Laboratory for Gas Sensors, Department of Microsystems Engineering-IMTEK, University of Freiburg, Georges-Köhler-Allee 102, 79110 Freiburg, Germany.
Fraunhofer Institute for Physical Measurement Techniques IPM, Georges-Köhler-Allee 301, 79110 Freiburg, Germany.
Sensors (Basel). 2022 Jan 23;22(3):857. doi: 10.3390/s22030857.

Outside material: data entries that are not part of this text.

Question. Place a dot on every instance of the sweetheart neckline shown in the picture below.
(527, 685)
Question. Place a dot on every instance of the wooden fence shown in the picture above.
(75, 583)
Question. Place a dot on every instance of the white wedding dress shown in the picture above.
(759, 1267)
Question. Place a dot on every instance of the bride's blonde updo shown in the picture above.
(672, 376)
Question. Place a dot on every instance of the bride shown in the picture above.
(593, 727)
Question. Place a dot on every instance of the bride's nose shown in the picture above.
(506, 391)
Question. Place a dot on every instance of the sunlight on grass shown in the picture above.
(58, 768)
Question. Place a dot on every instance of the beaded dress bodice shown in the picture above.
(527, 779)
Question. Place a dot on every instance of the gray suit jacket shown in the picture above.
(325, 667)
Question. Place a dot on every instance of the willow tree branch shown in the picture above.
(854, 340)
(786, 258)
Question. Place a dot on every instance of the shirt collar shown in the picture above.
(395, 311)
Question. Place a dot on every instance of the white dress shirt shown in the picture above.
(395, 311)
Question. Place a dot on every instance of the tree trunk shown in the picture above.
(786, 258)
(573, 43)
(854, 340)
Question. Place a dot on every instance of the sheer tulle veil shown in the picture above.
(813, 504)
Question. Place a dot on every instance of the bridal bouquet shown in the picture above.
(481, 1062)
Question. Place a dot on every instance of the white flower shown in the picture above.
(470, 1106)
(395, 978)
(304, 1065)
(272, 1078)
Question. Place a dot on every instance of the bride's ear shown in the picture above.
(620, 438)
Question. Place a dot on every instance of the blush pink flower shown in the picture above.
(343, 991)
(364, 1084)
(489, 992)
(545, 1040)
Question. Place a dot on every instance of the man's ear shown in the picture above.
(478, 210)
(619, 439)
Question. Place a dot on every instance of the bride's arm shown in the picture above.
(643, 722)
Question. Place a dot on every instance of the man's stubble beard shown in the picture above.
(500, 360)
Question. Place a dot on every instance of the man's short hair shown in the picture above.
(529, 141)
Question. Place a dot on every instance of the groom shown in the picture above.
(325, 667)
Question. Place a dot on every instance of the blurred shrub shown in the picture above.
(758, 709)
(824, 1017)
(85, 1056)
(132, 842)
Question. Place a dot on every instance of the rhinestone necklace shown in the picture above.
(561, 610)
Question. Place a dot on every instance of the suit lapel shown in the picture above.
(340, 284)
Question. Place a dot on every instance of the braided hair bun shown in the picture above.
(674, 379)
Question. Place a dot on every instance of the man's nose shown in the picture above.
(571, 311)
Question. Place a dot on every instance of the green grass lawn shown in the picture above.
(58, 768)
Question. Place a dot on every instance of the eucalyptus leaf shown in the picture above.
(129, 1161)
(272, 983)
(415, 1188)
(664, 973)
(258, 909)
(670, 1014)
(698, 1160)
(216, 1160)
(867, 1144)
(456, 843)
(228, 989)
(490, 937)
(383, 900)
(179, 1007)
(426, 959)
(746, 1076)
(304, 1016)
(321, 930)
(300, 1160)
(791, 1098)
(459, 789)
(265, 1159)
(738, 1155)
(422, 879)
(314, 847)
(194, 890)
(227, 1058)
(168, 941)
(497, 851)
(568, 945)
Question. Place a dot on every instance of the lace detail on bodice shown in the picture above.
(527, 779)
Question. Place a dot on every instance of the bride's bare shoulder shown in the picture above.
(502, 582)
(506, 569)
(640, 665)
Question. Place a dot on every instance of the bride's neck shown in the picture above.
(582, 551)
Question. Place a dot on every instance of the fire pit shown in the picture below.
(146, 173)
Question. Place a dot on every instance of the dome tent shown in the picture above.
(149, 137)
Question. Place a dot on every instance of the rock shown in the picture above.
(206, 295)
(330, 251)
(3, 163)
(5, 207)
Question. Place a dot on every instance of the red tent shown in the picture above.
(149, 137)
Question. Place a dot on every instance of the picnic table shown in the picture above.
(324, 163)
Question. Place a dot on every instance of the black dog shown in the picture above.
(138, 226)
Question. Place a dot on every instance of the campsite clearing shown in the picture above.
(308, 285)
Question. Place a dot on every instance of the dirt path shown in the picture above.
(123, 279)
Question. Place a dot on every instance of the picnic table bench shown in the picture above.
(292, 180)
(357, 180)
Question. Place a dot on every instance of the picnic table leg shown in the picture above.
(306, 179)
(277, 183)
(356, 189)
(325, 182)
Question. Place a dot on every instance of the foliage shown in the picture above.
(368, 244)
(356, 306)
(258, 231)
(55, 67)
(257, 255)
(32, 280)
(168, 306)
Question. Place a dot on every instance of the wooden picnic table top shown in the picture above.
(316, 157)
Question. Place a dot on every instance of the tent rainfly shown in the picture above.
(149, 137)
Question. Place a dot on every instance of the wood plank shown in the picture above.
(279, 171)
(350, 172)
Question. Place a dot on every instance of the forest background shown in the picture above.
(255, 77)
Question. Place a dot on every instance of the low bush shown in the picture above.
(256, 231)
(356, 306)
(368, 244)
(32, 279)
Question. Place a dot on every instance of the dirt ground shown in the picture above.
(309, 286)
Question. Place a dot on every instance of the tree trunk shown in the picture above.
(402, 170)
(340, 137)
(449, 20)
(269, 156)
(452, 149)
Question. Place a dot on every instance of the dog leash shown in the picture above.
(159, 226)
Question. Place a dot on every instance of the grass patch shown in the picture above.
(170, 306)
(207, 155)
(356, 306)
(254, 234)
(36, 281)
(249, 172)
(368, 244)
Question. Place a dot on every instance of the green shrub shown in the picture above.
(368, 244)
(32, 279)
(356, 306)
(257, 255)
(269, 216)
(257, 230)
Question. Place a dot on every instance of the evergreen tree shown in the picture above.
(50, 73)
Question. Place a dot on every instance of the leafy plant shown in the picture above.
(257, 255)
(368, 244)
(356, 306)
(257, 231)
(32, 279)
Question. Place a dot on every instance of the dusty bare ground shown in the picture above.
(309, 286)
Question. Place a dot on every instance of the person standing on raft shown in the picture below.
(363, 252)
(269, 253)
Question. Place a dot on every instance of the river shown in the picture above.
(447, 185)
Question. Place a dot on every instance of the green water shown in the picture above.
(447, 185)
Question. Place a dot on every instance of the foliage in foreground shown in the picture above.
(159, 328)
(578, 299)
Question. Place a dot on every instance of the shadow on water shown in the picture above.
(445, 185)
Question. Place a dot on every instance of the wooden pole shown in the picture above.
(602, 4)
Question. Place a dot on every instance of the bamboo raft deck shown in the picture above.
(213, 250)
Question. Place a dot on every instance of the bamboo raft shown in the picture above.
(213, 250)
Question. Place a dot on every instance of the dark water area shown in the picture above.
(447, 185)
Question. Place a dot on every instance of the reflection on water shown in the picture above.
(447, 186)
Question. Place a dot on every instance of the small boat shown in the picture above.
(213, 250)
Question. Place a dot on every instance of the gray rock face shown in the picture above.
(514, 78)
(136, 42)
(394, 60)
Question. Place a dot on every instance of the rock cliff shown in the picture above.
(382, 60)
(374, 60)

Infrared absorption spectroscopy is a widely used tool to quantify and monitor compositions of gases. The concentration information is often retrieved by fitting absorption profiles to the acquired spectra, utilizing spectroscopic databases. In complex gas matrices an expanded parameter space leads to long computation times of the fitting routines due to the increased number of spectral features that need to be computed for each iteration during the fit. This hinders the capability of real-time analysis of the gas matrix. Here, an artificial neural network (ANN) is employed for rapid prediction of gas concentrations in complex infrared absorption spectra composed of mixtures of CO and NO. Experimental data is acquired with a mid-infrared dual frequency comb spectrometer. To circumvent the experimental collection of huge amounts of training data, the network is trained on synthetically generated spectra. The spectra are based on simulated absorption profiles making use of the HITRAN database. In addition, the spectrometer's influence on the measured spectra is characterized and included in the synthetic training data generation. The ANN was tested on measured spectra and compared to a non-linear least squares fitting algorithm. An average evaluation time of 303 µs for a single measured spectrum was achieved. Coefficients of determination were 0.99997 for the predictions of NO concentrations and 0.99987 for the predictions of CO concentrations, with uncertainties on the predicted concentrations between 0.04 and 0.18 ppm for 0 to 100 ppm NO and between 0.05 and 0.18 ppm for 0 to 60 ppm CO.
红外吸收光谱是一种广泛用于定量和监测气体成分的工具。通常通过将吸收轮廓拟合到所获得的光谱来检索浓度信息,利用光谱数据库。在复杂的气体矩阵中,扩展的参数空间会导致拟合程序的计算时间变长,因为在拟合过程中每个迭代都需要计算更多的光谱特征。这阻碍了对气体矩阵进行实时分析的能力。在这里,人工神经网络(ANN)被用于快速预测由 CO 和 NO 混合物组成的复杂红外吸收光谱中的气体浓度。实验数据是使用中红外双频梳光谱仪获得的。为了避免实验收集大量训练数据,该网络是在合成生成的光谱上进行训练的。这些光谱是基于利用 HITRAN 数据库模拟的吸收轮廓。此外,还对测量光谱的光谱仪影响进行了特征化,并将其包含在合成训练数据生成中。将 ANN 测试在测量光谱上,并与非线性最小二乘拟合算法进行比较。对于单个测量光谱,平均评估时间为 303 µs。NO 浓度预测的决定系数为 0.99997,CO 浓度预测的决定系数为 0.99987,对于 0 至 100 ppm 的 NO 和 0 至 60 ppm 的 CO,预测浓度的不确定度在 0.04 至 0.18 ppm 之间。